Ash-glazed lugged jar
$1,500 (CAD)
From the late 1950’s to mid-1960’s several Vancouver potters apprenticed at Bernard Leach's studio in St Ives, Cornwall. At the time, Canada’s West Coast had developed a strong culture of studio ceramics. But, positioned on the West’s very edge, Vancouver still reached back to England to establish aesthetic and cultural roots from which it could grow its own voice.
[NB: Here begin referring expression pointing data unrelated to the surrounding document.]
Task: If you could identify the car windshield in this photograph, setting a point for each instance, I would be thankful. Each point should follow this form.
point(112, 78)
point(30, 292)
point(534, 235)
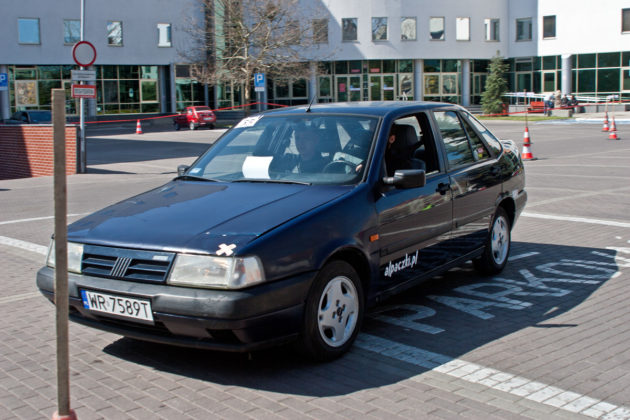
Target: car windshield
point(311, 149)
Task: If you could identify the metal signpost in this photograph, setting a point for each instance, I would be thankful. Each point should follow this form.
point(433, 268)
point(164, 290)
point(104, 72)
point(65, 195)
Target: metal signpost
point(4, 81)
point(84, 54)
point(260, 84)
point(61, 255)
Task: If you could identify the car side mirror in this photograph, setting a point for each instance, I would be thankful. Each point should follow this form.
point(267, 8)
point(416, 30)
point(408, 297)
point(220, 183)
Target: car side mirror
point(407, 178)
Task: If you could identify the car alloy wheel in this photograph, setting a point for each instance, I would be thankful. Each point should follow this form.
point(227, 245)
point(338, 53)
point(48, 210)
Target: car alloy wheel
point(497, 248)
point(333, 312)
point(500, 239)
point(338, 310)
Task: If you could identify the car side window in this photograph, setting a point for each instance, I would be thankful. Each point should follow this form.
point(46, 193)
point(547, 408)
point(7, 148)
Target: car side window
point(480, 151)
point(458, 151)
point(410, 145)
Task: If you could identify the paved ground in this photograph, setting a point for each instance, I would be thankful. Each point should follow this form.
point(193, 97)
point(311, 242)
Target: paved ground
point(549, 338)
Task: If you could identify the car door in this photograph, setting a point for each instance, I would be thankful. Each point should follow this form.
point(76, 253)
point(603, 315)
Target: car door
point(413, 223)
point(475, 181)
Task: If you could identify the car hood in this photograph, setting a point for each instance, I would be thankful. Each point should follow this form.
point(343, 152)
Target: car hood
point(192, 216)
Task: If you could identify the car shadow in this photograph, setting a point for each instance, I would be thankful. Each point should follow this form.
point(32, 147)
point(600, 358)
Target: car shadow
point(462, 312)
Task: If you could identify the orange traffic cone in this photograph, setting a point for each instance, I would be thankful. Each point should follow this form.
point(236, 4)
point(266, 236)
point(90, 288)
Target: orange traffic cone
point(527, 153)
point(613, 131)
point(605, 127)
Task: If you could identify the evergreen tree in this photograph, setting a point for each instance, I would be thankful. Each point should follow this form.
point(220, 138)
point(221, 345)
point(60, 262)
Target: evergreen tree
point(496, 86)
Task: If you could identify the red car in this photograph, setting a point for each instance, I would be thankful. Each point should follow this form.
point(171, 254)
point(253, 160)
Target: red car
point(195, 116)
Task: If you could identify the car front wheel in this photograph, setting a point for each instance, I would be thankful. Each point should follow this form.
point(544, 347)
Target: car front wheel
point(497, 248)
point(334, 311)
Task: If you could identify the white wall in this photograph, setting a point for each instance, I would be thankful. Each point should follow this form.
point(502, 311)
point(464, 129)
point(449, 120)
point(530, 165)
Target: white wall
point(139, 17)
point(423, 47)
point(583, 26)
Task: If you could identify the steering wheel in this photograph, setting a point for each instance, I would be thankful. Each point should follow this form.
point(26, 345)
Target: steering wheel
point(339, 167)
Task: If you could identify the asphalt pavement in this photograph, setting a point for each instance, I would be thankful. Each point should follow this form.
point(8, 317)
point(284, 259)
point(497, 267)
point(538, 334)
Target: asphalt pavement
point(546, 339)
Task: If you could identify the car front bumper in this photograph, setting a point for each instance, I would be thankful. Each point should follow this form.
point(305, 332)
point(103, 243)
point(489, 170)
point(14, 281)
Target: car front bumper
point(229, 320)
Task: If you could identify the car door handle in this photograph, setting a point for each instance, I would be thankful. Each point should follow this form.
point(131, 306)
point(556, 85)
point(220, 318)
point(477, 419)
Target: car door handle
point(443, 188)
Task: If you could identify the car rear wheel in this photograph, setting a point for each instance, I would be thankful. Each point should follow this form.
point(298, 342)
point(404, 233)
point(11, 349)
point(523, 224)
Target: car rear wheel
point(497, 249)
point(334, 311)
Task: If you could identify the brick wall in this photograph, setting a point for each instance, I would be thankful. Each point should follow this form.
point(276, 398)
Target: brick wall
point(27, 151)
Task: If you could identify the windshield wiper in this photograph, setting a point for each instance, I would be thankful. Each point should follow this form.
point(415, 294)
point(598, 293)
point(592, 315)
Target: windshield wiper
point(194, 178)
point(271, 181)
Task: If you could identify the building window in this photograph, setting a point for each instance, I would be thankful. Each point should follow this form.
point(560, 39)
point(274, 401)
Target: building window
point(491, 28)
point(549, 27)
point(320, 31)
point(379, 29)
point(28, 30)
point(524, 29)
point(436, 28)
point(71, 31)
point(114, 33)
point(462, 29)
point(408, 28)
point(164, 35)
point(349, 28)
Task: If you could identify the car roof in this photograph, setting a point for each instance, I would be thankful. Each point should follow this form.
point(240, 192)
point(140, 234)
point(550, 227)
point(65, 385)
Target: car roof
point(375, 108)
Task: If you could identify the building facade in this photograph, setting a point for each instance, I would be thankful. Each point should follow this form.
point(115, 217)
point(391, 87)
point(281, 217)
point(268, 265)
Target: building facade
point(377, 50)
point(138, 44)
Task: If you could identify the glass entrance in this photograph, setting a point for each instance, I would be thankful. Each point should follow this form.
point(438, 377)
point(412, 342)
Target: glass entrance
point(382, 87)
point(348, 88)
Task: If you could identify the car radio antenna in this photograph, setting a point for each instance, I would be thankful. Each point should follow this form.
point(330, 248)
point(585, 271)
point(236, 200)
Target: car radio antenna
point(311, 103)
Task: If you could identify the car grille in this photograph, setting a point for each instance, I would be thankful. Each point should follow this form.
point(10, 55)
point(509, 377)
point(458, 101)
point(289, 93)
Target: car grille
point(126, 264)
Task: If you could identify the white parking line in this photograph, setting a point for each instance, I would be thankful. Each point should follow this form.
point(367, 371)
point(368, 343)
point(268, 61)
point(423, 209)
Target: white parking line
point(576, 219)
point(492, 378)
point(28, 246)
point(518, 257)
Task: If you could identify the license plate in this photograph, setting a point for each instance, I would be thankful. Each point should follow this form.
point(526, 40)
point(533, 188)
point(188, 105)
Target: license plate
point(121, 306)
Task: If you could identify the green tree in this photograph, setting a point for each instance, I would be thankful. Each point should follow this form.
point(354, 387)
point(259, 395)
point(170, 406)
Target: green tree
point(496, 86)
point(237, 38)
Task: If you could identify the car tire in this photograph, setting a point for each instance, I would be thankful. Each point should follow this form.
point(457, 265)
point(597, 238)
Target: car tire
point(333, 313)
point(497, 249)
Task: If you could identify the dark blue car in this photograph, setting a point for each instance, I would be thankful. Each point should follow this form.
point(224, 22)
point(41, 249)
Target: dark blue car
point(293, 223)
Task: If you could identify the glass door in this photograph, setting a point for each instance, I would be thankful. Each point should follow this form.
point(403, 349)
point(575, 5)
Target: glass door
point(341, 88)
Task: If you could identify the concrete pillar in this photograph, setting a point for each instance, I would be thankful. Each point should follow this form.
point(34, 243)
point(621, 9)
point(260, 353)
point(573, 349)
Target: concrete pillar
point(465, 82)
point(418, 80)
point(5, 106)
point(171, 71)
point(312, 80)
point(162, 81)
point(566, 74)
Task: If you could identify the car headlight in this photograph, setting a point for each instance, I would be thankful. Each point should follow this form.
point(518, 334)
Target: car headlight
point(75, 255)
point(216, 272)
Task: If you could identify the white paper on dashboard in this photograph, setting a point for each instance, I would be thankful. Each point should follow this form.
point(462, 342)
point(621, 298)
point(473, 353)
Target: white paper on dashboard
point(257, 167)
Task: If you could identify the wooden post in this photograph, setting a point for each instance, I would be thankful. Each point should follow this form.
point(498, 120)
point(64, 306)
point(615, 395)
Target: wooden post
point(61, 254)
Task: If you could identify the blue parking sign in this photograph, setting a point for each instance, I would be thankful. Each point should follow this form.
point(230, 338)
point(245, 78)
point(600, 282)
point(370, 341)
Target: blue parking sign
point(4, 81)
point(259, 82)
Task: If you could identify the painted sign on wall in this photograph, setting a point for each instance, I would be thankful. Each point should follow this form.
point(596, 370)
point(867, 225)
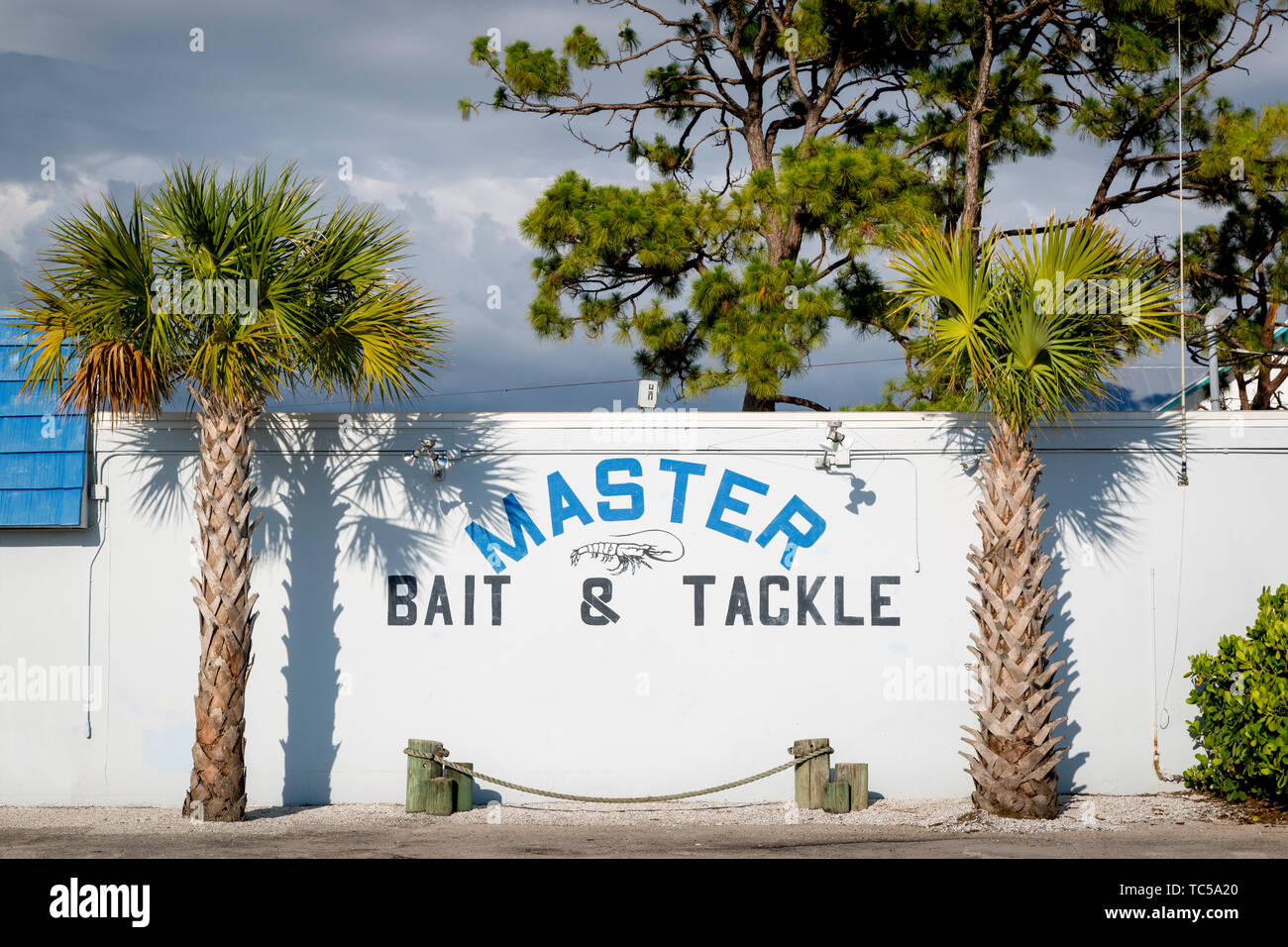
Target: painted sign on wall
point(632, 518)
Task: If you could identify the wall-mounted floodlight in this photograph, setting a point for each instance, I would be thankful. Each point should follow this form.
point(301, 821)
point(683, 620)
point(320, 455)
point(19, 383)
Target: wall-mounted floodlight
point(648, 393)
point(437, 458)
point(1216, 317)
point(840, 455)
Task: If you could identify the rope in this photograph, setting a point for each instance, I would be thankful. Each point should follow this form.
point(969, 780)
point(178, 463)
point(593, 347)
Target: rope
point(552, 793)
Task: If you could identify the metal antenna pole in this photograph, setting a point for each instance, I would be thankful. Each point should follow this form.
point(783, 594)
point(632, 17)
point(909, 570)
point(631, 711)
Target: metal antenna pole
point(1184, 478)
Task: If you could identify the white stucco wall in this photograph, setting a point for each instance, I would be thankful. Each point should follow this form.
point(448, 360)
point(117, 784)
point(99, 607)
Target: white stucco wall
point(651, 702)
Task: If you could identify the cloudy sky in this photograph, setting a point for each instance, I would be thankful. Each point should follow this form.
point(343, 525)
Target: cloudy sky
point(114, 93)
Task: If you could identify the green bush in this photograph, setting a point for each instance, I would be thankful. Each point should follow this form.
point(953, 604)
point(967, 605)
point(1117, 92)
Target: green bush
point(1241, 694)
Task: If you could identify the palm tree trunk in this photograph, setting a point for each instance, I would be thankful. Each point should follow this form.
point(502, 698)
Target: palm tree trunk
point(226, 608)
point(1016, 751)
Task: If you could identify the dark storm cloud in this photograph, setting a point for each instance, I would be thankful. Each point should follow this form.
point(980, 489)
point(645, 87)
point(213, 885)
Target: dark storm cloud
point(114, 93)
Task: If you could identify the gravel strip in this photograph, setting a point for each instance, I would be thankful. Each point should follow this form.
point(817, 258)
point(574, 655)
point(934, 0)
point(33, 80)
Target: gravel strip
point(1078, 813)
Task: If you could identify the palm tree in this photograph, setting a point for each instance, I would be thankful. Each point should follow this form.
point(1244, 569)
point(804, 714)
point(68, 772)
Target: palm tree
point(1033, 331)
point(237, 290)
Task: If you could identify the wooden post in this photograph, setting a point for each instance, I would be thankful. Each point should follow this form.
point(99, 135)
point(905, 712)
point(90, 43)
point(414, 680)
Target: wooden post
point(420, 772)
point(810, 776)
point(442, 796)
point(464, 787)
point(855, 775)
point(836, 797)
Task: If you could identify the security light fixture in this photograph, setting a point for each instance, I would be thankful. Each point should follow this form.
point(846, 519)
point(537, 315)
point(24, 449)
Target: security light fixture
point(840, 457)
point(437, 458)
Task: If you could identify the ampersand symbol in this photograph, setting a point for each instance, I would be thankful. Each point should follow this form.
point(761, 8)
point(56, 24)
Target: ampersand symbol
point(596, 592)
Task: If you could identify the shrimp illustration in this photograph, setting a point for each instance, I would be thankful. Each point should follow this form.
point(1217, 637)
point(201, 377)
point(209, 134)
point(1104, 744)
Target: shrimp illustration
point(656, 545)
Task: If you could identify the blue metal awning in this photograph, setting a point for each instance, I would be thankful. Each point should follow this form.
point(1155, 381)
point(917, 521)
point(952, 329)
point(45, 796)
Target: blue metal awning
point(44, 453)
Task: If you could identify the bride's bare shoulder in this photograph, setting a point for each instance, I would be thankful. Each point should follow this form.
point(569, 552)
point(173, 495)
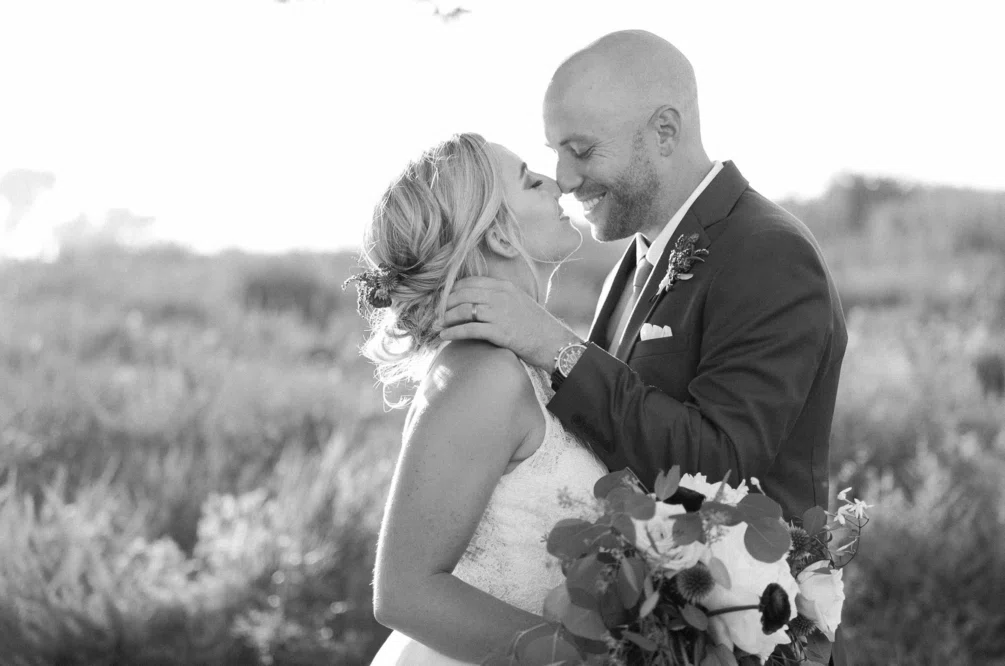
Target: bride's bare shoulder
point(475, 375)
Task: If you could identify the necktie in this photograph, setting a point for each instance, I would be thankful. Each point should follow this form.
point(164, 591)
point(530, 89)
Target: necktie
point(627, 303)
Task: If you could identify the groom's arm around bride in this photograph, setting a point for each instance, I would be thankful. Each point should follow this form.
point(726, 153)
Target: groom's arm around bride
point(743, 376)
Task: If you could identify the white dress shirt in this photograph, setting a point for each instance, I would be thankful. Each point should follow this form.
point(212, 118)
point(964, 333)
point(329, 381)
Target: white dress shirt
point(651, 252)
point(656, 247)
Glenn Lewis was at St. Ives from 1961 to 1963, and while he acknowledges Bernard’s importance in conceiving a studio practice, it was Janet Leach who inspired his actual pot making. Janet had spent time in Japan during the early 1950’s with Shoji Hamada in Mashiko. There she learned the importance of clay itself and the pot’s body, rather than the surface and its decoration, which was Bernard’s preoccupation.
Janet’s practice represented for Glenn an importance amalgam of western and eastern practices. Coming from the West Coast, he saw Vancouver as a hybrid city with feet spanning the Pacific. In 2014, he was given a residency in Shigaraki where he was able to continue exploring this blend of cultures that continues to inspire his practice.
Glenn formed this lugged jar from a light and soft coloured Shigaraki clay. The surface is studded with feldspar inclusions that pebble the surface and make it sparkle in the light. He incised a simple motif of radish and leaves on both sides. And banding along the shoulder and above the foot ground the vegetation in a landscape.
And while there’s a light coating of soft green ash glaze, it really is the clay and soil that are key: the torn edges of jar’s ears and the roughly carved foot let the clay shine. Wood-fired for eight days, the pot’s waving curves and lines celebrate the Shigaraki ware's rough and raw textures.